Friday, September 14, 2018

More Tips for Your Tool Box - Understanding Personalities

I know I write about personalities a lot in my blog, but I strongly believe if you not just comprehend different personalities, but realize how they can affect you directly when you're competing, it will give you an advantage over your opponents.  And as you all know, I love it when you all add more tools to your toolbox!

I'm sure a lot of you have heard of Myers-Briggs. I have written about it a couple of times myself.

Long story short,
The Myers–Briggs Type Indicator is an introspective self-report questionnaire with the purpose of indicating differing psychological preferences in how people perceive the world around them and make decisions.
Leadership books teach us you shouldn't treat someone as you would want to be treated.  Instead, you find out their personality (or Myers-Briggs Type) and then treat them based on that.

I realize as I write this out that some of you will be surprised to hear this because it goes against what we've heard for years, "you should treat people how you want to be treated."  But, nope, that isn't really the best thing to do.

So, let me give you one example I can think of right off the top of my head. If you are a supervisor and one of your employees gets an award, how do you give them that award? Myers-Briggs says based on their personality determines how you should give them the award. Some people are fine with getting an award in front of others; they like the accolades and they like being respected by their peers. Other people, however, do not like the attention and they would prefer to get the award handed to them maybe in their office, so as it's not in front of everyone drawing attention to them.

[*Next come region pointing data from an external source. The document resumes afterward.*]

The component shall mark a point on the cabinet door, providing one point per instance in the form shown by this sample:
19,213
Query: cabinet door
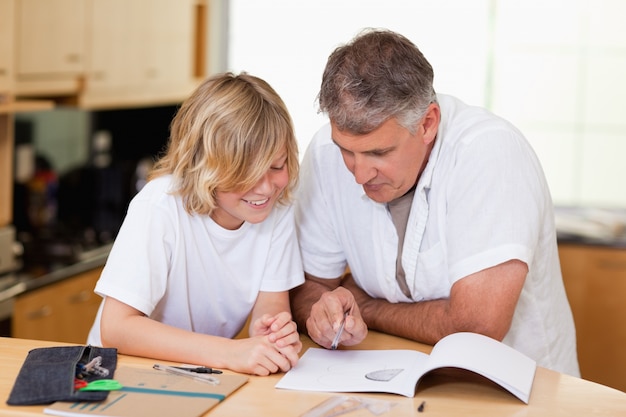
141,51
6,45
51,37
62,312
595,281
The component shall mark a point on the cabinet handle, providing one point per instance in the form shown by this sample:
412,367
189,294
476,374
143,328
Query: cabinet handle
79,297
73,58
44,311
612,264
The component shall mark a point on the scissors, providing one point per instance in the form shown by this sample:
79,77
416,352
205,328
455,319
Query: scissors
100,385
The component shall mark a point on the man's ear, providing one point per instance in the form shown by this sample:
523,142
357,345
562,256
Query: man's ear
430,123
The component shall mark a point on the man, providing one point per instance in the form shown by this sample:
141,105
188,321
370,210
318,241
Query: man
440,210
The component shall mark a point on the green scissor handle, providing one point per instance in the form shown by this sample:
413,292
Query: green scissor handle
102,385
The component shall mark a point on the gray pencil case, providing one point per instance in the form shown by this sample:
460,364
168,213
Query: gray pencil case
55,374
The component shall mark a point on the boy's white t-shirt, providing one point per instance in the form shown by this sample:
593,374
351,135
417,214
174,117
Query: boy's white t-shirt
189,272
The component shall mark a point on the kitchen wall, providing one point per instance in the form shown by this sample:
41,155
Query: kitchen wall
553,67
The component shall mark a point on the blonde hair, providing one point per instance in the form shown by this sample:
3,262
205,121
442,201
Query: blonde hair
225,137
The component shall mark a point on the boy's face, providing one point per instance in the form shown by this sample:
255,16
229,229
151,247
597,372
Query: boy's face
254,205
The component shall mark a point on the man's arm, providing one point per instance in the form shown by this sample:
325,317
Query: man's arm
483,302
319,305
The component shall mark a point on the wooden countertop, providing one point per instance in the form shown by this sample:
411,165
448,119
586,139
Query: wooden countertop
446,393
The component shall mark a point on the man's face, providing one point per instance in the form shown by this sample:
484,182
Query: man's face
387,161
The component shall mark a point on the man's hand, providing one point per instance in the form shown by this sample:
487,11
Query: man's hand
326,316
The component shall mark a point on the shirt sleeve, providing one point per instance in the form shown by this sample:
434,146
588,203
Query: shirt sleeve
136,269
322,252
496,202
284,266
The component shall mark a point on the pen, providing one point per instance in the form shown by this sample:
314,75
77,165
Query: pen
199,370
335,343
177,371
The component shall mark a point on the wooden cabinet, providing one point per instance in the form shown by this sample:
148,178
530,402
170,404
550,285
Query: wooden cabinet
50,45
6,46
141,51
595,281
62,312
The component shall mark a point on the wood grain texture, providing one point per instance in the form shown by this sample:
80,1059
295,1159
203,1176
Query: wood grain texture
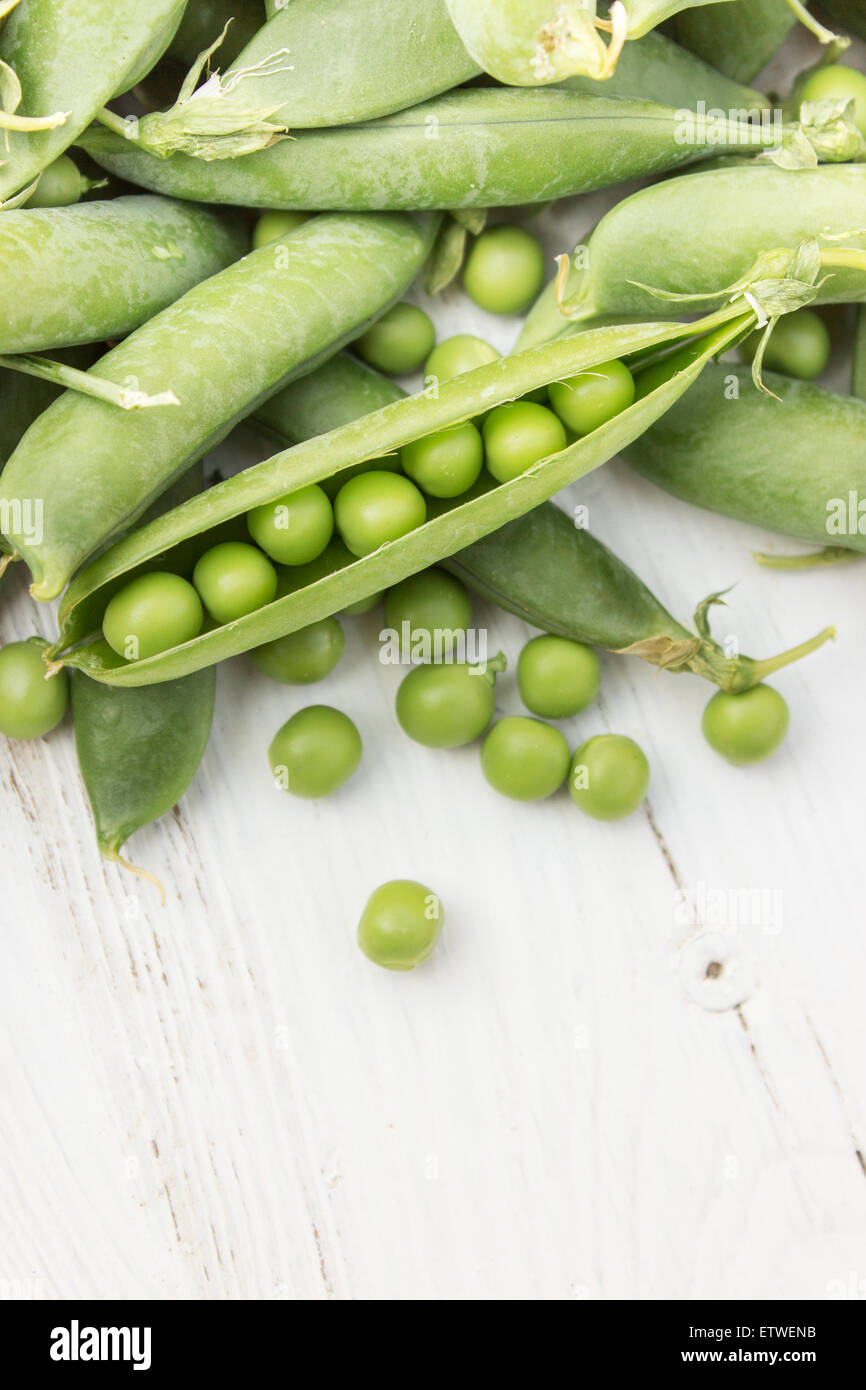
225,1100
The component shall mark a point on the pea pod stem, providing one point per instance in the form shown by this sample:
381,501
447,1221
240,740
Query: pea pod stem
70,378
352,444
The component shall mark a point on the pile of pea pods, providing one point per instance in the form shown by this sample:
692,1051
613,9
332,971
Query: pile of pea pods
210,216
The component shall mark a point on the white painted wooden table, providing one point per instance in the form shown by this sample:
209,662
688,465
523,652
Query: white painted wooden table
225,1100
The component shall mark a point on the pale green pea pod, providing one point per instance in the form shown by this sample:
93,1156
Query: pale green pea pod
313,64
97,270
738,39
60,61
534,42
794,462
654,68
373,437
659,238
474,148
223,349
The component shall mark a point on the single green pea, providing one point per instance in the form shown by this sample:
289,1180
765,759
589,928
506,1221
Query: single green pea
303,656
838,84
59,185
798,346
234,580
150,615
524,759
293,528
517,435
456,355
335,556
314,752
558,677
401,925
399,341
748,727
31,701
505,270
271,225
388,463
448,705
591,398
376,508
431,609
609,777
445,463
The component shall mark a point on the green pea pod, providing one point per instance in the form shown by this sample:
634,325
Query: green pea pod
658,241
473,148
858,363
382,432
736,38
24,398
794,462
654,68
313,64
541,566
61,60
223,349
138,751
99,270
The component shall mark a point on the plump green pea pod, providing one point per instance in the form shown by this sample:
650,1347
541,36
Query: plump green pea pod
540,566
655,68
66,59
474,148
314,64
223,349
738,39
138,751
97,270
531,42
795,464
24,398
382,432
701,232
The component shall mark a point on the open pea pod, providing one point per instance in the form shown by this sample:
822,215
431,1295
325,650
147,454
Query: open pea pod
541,566
378,434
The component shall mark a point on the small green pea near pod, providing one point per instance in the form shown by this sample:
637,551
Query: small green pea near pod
748,727
448,705
519,434
376,508
401,925
232,580
524,758
31,702
305,656
556,676
430,610
505,270
314,752
592,398
295,528
456,355
609,777
399,341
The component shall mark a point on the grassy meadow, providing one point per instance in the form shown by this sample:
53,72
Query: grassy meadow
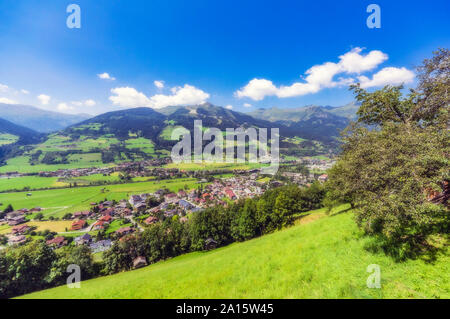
320,257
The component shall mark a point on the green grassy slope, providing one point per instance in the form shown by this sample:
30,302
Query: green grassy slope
325,258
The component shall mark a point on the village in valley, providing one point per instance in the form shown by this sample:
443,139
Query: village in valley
104,222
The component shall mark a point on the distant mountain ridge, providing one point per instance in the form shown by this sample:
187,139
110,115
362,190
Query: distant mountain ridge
313,122
38,119
26,135
305,113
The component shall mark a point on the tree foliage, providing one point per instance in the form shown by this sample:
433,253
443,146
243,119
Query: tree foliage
395,157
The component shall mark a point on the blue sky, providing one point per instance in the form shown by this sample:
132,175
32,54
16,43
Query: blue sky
230,53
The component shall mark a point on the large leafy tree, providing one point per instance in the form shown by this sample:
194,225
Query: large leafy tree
395,157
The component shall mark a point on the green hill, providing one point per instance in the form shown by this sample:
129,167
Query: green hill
321,257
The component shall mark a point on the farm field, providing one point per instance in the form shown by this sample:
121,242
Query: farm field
321,257
21,164
213,166
19,183
6,139
57,202
36,182
56,226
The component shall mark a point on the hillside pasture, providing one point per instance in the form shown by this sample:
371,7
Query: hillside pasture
58,202
326,257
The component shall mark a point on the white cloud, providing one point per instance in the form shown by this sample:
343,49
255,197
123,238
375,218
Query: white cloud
186,95
388,76
354,62
64,107
257,89
7,101
90,103
159,84
106,76
3,88
317,77
84,103
44,99
129,97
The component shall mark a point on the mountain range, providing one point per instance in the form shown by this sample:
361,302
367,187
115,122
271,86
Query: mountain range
305,131
38,119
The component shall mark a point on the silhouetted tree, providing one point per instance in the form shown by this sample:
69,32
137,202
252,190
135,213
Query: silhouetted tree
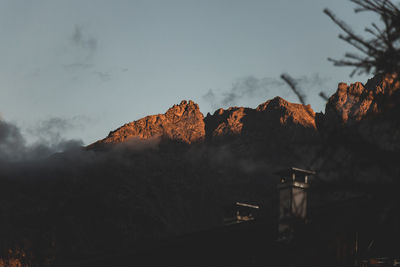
380,53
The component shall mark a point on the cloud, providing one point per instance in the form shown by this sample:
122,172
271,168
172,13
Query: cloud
84,41
14,147
252,87
82,48
104,76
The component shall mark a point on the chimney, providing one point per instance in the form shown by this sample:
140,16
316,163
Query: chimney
293,186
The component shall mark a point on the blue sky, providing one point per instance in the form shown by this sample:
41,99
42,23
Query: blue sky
97,64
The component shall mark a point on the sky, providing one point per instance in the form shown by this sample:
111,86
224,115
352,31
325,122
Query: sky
81,68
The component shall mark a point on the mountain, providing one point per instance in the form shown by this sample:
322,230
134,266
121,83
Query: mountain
185,123
176,173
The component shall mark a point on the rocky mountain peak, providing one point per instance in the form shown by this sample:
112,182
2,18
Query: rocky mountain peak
356,101
183,123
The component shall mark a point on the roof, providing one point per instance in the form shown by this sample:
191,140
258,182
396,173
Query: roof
296,171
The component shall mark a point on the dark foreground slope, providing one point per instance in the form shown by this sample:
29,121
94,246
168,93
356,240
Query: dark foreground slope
174,174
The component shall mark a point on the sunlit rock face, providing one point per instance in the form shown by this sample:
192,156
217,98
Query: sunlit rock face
355,102
274,123
183,122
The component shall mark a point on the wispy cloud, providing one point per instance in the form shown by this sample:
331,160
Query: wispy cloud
250,87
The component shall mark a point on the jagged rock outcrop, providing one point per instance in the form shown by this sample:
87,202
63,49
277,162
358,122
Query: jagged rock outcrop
355,102
183,122
274,116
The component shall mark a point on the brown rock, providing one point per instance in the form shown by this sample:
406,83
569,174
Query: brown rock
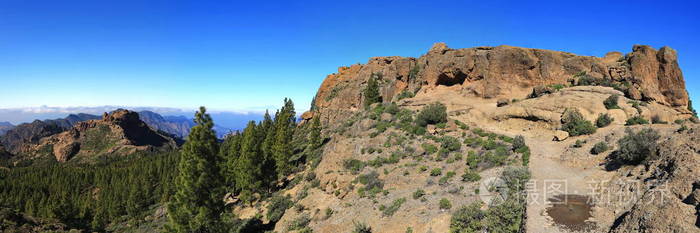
560,135
502,102
501,72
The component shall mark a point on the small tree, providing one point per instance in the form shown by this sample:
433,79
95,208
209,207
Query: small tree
198,202
445,204
603,120
599,147
636,120
372,91
635,147
575,124
611,102
432,114
468,219
518,142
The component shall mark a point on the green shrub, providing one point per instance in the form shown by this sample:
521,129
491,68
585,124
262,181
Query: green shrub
277,206
516,177
636,120
656,119
450,143
361,228
611,102
418,194
392,108
575,124
432,114
423,168
505,217
299,223
445,204
371,180
390,210
599,147
468,219
472,160
353,165
518,142
470,176
635,147
405,95
603,120
436,171
429,148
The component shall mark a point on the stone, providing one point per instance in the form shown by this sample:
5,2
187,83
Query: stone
502,102
560,135
502,72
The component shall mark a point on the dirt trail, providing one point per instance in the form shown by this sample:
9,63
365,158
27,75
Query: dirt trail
548,172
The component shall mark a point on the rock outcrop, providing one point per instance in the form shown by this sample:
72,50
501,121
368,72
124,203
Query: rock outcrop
120,132
176,126
19,139
668,188
4,127
505,72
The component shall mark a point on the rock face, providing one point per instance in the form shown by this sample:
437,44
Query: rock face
120,132
176,126
17,140
504,72
670,189
4,127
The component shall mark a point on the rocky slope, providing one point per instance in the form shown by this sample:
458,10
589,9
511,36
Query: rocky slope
30,133
495,93
118,133
4,127
176,126
505,72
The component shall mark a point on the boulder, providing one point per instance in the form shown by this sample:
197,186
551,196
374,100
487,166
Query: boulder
560,135
502,102
502,72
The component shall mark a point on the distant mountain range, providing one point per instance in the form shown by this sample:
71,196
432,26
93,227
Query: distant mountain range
15,137
5,126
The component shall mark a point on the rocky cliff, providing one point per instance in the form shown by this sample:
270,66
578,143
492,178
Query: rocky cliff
506,72
176,126
120,132
30,133
4,127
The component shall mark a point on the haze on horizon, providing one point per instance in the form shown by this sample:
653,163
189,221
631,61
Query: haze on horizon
240,56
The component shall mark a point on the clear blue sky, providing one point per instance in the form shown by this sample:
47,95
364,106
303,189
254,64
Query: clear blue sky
249,55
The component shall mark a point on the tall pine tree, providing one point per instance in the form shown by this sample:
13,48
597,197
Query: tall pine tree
282,150
315,139
197,204
248,167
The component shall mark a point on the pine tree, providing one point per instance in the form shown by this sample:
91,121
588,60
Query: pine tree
197,204
285,122
315,139
372,91
230,152
248,167
269,173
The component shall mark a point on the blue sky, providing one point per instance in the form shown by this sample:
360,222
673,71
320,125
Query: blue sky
249,55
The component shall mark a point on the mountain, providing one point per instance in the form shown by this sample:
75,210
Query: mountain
4,127
31,133
178,126
456,137
118,133
507,73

You can see the opposite ways people handle accolades. So, if you were to treat others as you want to be treated, the way you give the award would based on your feelings, not theirs. What you should do instead is to find out how best they would like to receive an award.

So, how does this all relate to competing, Melinda?

I'm glad you asked!

Well, if you're lucky enough to be aware of or already know an opponents' personality ahead of time, then when you play them you can use that knowledge to not let their reactions or emotions bother you.  Let me be specific.  Extroverts can be loud, talk a lot, verbally show their emotions when they are upset (or happy) and those things can be distractions.  Many of us assume they are directing their words directly at us personally.  But in reality, that's just the way they are.  It's not personal.  It's not directed towards you, they are just that way all the time.

Therefore, knowing that their actions/words are not personal to you is a huge advantage.  It will allow you to focus on playing your best, instead of stealing mental energy away from you by getting upset because they are talking too much or you think they are upset with you personally.

Myers-Briggs will also tell us if I, you, or others are a "feeler" or a "thinker."  If you play someone who is a feeler and you upset them, their reaction is going to be completely different than someone who is a thinker.  Thinkers don't usually take things personal and don't think about the issue again.  Feelers will hold on to even the slightest bothersome thing and let it affect them.

Again - how does this help you?  This helps you because if someone reacts in a certain way it's usually not because of something you have done, but it's more so their personality that brings out their attitude.

Some people can be extremely mad on the inside, but you'll never see it on the outside because they just don't show it. But if they do show it, and you know they are an extrovert or a feeler, then you can use that as a tool to not react to how they are acting, realizing that this is just their personality.

I hope this helps you in your pool journey, peeps!